Muchas thanks to my reviewers! You make me feel all specaillys and stuff! *sniff* Am so happy!
Aiyh-Sa: Thankies! I hope she likes it…and don't worry, I shall continue!
Quof: Thanks! Eek, no, no fem-slash going on here! (No other slash, for that matter…)
Monitor: Thank-yew! Hee hee….that clothes thing, (I hope) shall be somewhat amusing in this chapter!
Andi Horton: Thanks-you. Honestly, I'm not trying to steal your idea (OK, so I am…J) but it was more a matter of reading your story, then having my muse bite me in the ankle and say "Remember that it's Christine's b-day next week?" Yours is still massively amazing!
Iris42: Thanks! And here chapter two is!
Otherwise….same disclaimer holds true, and, for that matter, the fact that I still own nothing and still have no money holds true as well.
This chapter, unlike the previous one, is supposed to be funny. Guess we'll see how that works out, shall we?

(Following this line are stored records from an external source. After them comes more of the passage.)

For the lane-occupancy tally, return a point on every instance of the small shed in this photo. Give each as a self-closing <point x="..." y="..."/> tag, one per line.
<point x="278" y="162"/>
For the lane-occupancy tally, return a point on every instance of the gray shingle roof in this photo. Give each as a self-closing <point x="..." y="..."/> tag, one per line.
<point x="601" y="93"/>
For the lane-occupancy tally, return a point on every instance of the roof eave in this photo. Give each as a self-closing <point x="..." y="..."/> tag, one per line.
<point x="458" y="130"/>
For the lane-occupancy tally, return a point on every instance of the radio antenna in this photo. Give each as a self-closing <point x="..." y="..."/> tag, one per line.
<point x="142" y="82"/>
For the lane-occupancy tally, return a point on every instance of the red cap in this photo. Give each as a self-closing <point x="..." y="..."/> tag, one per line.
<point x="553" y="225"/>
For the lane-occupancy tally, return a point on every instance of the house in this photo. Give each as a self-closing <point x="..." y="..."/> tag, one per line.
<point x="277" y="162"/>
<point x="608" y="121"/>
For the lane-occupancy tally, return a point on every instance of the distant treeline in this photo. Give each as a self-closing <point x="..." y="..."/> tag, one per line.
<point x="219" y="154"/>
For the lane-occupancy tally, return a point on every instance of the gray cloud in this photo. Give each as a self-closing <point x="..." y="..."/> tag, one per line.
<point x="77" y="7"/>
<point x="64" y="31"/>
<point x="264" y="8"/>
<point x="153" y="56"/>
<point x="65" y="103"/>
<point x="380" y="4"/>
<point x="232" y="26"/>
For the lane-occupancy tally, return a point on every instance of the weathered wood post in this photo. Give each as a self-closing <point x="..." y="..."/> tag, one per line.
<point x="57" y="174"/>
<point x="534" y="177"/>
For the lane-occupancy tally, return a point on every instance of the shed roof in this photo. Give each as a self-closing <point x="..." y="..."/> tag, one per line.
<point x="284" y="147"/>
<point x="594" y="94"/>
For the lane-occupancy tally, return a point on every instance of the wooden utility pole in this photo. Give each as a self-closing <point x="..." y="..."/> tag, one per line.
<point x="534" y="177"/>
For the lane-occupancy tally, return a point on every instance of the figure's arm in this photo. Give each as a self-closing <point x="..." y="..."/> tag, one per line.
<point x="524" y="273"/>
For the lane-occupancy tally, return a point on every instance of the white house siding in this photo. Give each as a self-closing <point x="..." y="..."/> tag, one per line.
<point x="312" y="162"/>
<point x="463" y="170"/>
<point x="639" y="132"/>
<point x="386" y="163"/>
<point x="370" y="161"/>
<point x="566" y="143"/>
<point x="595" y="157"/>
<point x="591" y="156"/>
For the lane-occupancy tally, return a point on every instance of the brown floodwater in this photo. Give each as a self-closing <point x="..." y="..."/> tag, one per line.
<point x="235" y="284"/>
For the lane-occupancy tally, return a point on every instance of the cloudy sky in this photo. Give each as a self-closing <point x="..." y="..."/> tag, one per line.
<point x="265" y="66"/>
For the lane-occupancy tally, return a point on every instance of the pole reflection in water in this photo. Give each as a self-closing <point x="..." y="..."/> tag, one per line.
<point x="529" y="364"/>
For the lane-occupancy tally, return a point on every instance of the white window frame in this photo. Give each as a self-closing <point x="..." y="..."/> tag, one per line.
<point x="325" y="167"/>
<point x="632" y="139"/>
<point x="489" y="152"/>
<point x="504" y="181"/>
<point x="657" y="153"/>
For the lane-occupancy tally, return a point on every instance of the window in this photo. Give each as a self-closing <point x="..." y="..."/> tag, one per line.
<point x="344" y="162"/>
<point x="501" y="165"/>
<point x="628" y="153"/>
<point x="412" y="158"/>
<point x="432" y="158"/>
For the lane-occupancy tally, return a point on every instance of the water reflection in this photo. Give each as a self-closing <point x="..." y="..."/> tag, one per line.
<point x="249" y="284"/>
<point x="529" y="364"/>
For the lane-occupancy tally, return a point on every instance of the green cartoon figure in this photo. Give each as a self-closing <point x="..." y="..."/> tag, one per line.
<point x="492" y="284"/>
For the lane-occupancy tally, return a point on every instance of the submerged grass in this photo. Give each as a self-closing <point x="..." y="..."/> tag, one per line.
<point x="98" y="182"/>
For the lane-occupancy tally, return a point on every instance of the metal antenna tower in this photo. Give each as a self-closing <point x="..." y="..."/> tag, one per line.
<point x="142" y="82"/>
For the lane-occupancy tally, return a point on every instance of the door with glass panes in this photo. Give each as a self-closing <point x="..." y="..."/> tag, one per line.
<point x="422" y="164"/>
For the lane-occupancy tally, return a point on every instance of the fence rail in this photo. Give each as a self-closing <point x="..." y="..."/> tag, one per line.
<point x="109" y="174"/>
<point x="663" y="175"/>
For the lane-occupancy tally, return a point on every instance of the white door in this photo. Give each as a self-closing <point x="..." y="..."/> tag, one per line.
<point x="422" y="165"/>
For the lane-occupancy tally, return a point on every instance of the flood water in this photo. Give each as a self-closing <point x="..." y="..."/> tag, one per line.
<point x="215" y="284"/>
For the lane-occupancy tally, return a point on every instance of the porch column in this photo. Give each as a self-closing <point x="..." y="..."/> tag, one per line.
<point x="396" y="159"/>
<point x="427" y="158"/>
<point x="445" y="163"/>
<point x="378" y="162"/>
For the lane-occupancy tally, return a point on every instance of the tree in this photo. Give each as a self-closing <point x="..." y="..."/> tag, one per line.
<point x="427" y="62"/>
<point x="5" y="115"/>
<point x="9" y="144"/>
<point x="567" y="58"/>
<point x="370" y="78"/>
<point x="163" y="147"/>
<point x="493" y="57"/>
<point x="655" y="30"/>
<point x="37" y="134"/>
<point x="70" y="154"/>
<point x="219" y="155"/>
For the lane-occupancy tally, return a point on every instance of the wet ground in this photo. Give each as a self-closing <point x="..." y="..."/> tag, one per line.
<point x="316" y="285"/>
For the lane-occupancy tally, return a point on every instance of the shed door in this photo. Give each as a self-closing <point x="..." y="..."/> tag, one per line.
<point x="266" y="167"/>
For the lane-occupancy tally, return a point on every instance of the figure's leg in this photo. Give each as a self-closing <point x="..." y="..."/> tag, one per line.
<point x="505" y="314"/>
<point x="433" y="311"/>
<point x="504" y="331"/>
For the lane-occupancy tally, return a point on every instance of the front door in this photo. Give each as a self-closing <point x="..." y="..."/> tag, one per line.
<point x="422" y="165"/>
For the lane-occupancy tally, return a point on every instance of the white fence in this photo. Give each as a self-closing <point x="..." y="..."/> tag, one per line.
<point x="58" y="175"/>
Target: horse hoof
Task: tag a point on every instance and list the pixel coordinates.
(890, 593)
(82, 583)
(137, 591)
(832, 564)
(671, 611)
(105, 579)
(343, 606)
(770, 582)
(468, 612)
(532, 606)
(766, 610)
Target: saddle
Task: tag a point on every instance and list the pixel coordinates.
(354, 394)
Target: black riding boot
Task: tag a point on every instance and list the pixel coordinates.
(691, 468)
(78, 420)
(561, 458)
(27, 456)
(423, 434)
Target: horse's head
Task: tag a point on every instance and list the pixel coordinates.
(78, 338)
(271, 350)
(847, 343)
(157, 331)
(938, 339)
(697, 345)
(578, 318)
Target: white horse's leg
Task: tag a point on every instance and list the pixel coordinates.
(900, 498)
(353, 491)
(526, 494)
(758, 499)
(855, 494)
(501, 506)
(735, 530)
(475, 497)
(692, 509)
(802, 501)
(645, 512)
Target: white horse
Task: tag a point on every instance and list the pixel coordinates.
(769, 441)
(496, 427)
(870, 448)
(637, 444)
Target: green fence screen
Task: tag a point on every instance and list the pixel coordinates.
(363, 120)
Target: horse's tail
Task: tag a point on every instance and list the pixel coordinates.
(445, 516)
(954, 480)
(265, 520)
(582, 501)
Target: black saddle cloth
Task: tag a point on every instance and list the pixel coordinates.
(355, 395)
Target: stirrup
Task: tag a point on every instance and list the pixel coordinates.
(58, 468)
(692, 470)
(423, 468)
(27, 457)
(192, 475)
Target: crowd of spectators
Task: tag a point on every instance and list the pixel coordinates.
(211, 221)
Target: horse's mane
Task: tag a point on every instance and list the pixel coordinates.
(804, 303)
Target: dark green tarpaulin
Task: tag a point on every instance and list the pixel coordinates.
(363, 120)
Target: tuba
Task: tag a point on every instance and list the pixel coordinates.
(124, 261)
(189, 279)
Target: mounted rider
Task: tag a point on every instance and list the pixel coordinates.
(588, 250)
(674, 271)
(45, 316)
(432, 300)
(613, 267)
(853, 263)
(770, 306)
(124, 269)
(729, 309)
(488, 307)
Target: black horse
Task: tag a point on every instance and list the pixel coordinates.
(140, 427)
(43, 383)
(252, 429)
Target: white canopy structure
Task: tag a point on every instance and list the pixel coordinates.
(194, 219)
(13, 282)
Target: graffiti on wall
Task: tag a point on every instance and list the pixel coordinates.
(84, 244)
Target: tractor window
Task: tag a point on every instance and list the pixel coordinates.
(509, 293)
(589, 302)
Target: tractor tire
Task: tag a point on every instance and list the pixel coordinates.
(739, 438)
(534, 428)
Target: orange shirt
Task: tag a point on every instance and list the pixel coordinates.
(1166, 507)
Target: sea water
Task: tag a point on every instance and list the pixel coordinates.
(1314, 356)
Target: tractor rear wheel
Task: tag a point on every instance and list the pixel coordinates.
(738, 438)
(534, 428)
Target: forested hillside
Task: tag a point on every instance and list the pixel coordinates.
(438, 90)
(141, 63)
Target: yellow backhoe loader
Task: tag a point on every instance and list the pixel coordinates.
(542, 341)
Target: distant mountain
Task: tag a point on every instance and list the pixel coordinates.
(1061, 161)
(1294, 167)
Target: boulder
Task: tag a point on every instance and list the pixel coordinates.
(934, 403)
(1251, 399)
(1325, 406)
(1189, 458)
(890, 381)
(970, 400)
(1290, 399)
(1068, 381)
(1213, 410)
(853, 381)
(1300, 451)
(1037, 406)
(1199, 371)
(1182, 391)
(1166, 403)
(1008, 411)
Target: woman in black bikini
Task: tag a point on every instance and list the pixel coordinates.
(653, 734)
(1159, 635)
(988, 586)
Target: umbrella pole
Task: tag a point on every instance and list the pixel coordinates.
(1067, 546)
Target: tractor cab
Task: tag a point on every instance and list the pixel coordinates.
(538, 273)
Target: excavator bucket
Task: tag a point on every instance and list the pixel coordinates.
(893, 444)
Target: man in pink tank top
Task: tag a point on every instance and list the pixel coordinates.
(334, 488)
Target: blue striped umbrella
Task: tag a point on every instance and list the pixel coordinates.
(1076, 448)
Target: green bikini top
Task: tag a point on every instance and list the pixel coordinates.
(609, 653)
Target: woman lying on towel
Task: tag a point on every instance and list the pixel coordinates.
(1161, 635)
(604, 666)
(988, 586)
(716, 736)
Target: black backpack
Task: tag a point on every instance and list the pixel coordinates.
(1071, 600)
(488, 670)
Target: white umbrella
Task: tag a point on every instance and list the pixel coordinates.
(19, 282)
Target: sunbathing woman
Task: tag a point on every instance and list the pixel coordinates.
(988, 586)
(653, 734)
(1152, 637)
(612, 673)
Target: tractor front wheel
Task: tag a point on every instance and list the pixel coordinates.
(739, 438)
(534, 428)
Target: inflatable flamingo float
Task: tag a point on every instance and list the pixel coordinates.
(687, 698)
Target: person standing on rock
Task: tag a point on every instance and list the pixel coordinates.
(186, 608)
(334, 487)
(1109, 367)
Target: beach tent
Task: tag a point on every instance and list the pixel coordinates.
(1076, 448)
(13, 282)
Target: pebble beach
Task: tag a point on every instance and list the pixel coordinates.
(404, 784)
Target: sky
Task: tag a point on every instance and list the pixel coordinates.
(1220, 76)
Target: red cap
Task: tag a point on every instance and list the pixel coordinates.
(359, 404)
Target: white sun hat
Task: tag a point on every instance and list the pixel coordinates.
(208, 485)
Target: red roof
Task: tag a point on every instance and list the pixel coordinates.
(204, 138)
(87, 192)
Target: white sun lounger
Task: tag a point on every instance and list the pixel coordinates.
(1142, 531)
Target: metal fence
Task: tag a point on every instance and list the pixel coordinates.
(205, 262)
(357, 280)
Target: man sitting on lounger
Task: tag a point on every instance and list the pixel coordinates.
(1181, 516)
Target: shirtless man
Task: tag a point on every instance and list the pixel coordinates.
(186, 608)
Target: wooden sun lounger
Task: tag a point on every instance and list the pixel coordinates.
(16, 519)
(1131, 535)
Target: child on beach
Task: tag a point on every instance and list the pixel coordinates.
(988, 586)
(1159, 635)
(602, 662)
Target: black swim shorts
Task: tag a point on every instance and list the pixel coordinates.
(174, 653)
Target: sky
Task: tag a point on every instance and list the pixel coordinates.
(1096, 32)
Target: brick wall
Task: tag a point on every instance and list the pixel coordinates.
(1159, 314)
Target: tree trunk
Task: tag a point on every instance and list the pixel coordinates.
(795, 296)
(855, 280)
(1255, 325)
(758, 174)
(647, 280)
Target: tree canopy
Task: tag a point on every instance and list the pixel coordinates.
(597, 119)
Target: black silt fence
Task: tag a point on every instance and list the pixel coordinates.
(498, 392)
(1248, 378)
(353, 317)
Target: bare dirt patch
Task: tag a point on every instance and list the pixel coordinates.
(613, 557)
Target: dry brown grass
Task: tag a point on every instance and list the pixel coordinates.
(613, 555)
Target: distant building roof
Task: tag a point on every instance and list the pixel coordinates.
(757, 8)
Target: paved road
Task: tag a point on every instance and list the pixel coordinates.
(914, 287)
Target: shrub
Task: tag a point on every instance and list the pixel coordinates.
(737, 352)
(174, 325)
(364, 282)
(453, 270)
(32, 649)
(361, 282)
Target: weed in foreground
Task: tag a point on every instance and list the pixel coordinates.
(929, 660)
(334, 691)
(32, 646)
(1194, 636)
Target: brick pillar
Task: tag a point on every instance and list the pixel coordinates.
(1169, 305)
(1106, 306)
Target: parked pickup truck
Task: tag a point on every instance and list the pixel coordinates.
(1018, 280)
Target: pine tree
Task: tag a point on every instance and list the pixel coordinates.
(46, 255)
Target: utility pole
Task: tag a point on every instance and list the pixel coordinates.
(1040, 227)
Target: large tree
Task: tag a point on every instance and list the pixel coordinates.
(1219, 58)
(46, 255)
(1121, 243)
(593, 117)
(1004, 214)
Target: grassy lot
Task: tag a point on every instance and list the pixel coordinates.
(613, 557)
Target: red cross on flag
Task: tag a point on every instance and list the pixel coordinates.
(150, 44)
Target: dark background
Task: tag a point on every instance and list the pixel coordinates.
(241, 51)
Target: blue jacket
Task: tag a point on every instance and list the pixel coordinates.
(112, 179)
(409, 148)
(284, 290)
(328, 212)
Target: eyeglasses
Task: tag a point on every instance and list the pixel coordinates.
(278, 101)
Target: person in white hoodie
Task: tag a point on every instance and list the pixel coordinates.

"Shh!" I hissed, peeking around the corner of the stone wall.
Behind me, being just as quiet as I was, so really, the hushing had been unnecessary, Christine was pressed against the wall, eyebrows furrowed as she tried to look around me at the town. "You still haven't told me where Port Royal is, and why the heck you know what it is." She reprimanded, sounding mildly ticked off.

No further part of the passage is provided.